The Administrative Appeals Tribunal (AAT) examined previous court decisions dealing with teachers who had claimed for the cost of overseas travel. It concluded that although the taxpayer may have been a better teacher because of the travel, this fell short of the sufficient connection required between the travel and their income earning activities. The AAT stated that some taxpayers are fortunate in finding personal and recreational satisfaction in their field of endeavour and that in this case the trip was recreational in character and not deductible.

Case Q57 ATC 307 (Case Q57) involved an art teacher who travelled to Greece and Crete to update her knowledge and to keep abreast of art concepts so as to maintain and improve the quality and content of the subject she taught. The Board of Review found that the costs associated with the travel were not incurred by the taxpayer in the process of carrying out her duties as a teacher. 

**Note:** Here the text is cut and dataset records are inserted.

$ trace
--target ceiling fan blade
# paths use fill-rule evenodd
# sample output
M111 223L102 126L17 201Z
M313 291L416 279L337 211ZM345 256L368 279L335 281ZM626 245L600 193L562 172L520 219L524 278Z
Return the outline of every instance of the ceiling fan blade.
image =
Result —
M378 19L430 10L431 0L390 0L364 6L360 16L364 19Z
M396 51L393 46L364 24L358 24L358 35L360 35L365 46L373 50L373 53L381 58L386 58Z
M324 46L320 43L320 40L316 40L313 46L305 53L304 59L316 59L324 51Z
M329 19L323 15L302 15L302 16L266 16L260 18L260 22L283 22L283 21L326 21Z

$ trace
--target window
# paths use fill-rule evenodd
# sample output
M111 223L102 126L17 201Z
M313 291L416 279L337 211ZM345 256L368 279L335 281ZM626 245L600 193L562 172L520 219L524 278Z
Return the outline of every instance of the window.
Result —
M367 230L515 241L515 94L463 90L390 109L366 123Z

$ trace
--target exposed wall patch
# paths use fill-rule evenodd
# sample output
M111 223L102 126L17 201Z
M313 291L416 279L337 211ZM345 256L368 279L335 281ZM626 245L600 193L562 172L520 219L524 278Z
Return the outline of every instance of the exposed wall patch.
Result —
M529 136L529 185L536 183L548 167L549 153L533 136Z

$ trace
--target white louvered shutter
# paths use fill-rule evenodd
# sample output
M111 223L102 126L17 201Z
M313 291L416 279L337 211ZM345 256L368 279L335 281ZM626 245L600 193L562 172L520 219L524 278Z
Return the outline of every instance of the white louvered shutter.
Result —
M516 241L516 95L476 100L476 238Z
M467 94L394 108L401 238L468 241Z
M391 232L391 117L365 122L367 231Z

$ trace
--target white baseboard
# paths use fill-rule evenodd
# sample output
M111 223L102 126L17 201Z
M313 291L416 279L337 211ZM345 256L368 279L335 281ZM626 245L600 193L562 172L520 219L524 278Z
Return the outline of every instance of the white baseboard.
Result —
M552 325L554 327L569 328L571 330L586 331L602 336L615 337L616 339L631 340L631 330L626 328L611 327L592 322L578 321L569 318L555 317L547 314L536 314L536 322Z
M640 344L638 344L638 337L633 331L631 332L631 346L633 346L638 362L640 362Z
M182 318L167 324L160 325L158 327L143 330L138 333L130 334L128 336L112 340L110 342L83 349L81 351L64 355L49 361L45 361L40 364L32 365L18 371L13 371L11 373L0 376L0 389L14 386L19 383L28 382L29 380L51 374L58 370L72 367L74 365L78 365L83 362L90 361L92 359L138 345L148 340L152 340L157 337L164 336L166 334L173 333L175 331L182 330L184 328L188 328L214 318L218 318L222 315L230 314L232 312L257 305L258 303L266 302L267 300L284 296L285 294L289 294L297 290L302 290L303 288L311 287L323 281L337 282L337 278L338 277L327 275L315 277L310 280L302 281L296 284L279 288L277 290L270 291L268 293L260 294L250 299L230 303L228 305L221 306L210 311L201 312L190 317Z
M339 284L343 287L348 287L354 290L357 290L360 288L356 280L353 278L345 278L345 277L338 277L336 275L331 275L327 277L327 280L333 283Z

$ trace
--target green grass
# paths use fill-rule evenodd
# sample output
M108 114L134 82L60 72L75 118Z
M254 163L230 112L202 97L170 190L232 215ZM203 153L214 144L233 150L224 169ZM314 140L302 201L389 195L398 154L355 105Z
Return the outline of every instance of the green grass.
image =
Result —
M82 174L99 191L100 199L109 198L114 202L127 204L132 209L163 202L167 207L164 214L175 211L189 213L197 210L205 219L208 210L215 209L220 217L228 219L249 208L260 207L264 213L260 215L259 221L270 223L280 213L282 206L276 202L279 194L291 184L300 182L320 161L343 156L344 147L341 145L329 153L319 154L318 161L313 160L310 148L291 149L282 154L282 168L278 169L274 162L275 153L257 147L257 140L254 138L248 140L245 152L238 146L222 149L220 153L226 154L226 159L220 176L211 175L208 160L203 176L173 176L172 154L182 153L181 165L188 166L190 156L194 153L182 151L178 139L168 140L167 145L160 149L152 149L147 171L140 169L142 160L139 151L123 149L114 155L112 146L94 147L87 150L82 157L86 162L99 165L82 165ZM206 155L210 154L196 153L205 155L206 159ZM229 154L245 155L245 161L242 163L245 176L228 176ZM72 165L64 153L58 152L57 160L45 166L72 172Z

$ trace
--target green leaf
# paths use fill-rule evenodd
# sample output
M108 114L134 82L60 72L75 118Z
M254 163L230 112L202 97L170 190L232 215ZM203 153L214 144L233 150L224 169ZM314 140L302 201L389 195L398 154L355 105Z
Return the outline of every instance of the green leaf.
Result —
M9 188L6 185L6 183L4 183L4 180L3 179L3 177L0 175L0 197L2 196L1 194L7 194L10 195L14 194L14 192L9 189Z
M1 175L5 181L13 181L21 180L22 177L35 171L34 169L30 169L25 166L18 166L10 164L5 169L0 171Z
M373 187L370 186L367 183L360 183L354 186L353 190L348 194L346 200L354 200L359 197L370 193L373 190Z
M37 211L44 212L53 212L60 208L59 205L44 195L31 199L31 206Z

Taxation Ruling IT 2198 deals with allowable deductions for voluntary expenditure incurred by employee taxpayers. Paragraph 13 states that the Taxation Boards of Review have seen a number of teachers seeking income tax deductions for overseas travelling expenses. Most of the claims were rejected because the teachers were not able to establish a positive connection between the overseas travel and the performance of their duties of employment as teachers. In the ultimate the claims have been based on a general proposition that the overseas travel has made the taxpayers better able to carry out their duties which, of itself, is not sufficient to enable the expenditure to be allowed as a deduction.  

In your case, you travelled overseas and visited multiple historic sites. We acknowledge that this trip has broadened your teaching skills and knowledge, and provided learning resources for future teaching. However, these reasons are not enough to demonstrate a sufficient connection between the travel and your income producing activities. Your circumstances are considered similar to Case U109 and Case Q57.

Accordingly your trip is not considered to have a sufficient connection to your employment duties, and you are not entitled to a deduction for expenses incurred in travelling overseas.